Несмотря на внешнюю схожесть с отцом, характеры у них были разные. Может быть потому, что в отличие от Свзяерского, Марик рос в полноценной, хоть и не полной, семье, купался в любви — матери, деда и по большому счету горя не ведал. Богдану было сложнее. Он не знал ласки, не знал простого семейного счастья. Обычных, простых вещей, которые многие и не замечают, но которые так важны в жизни любого человека. И от того Рите становилось еще обиднее. На собственной шкуре зная, как это — быть одному… почему он оставил и своего сына? Он ведь понимал! По себе знал, как нужна семья любому ребенку. Да только прав дед — что уж теперь? Ведь не исправить того, что было.

И что ей делать?

Господи… скорее бы он уже уехал! Чтобы все стало, как раньше.

Марик уселся в кресло, стоящее рядом, покрутился немного, а потом опустил голову матери на колени. Рита замерла. В последнее время сын чурался всяких нежностей, а теперь сам на них напрашивался. Марго нахмурилась и коснулась выгоревших на солнце волос. Совсем недавно Марк вымылся в летнем душе, и от него приятно пахло сейфгардом и ментоловым шампунем.

— Ну, сам расскажешь?

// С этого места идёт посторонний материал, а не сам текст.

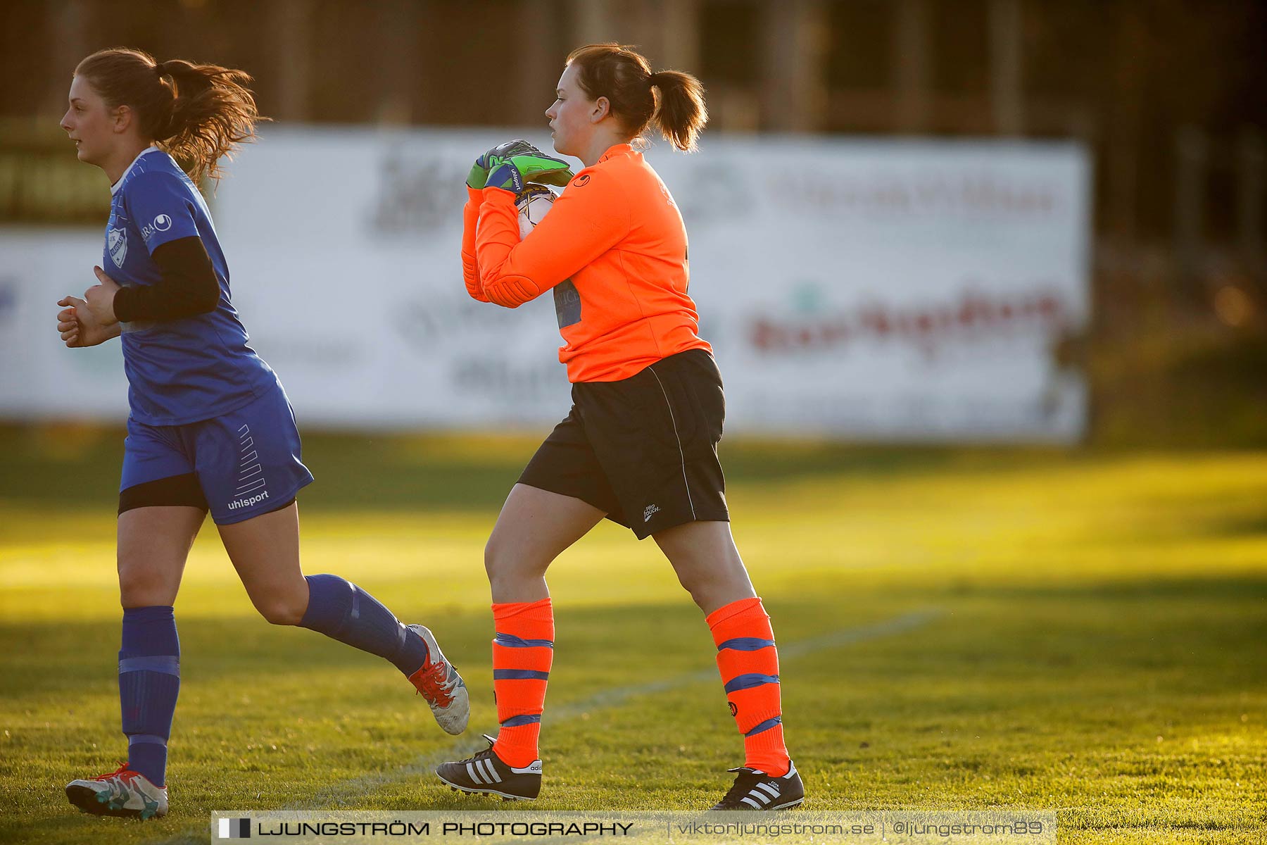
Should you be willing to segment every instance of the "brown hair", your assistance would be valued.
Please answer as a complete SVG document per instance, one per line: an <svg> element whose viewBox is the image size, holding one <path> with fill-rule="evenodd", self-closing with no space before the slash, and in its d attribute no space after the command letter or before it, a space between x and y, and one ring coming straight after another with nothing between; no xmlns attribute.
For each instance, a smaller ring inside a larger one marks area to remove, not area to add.
<svg viewBox="0 0 1267 845"><path fill-rule="evenodd" d="M568 65L579 68L580 87L589 99L606 96L612 114L635 138L651 125L678 149L696 148L708 109L704 86L691 73L653 73L646 58L616 43L578 47Z"/></svg>
<svg viewBox="0 0 1267 845"><path fill-rule="evenodd" d="M217 162L255 137L261 118L246 89L251 76L218 65L175 58L156 62L139 49L117 47L92 53L75 68L106 106L129 106L141 134L181 161L194 181L220 177ZM170 81L169 81L170 80Z"/></svg>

Или мне выпытывать? — решила действовать напрямую Рита, поймав дедов внимательный взгляд.

— Да нечего рассказывать.

— Ну, смотри… Я всегда тебя готова выслушать.

Марк кивнул, проехав головой по ее животу, но так и не поднялся с коленей. Дед выбрался из своего кресла, всплеснул руками:

— Совсем забыл договориться с Иваном насчет дизеля… Пока не поздно, сгоняю!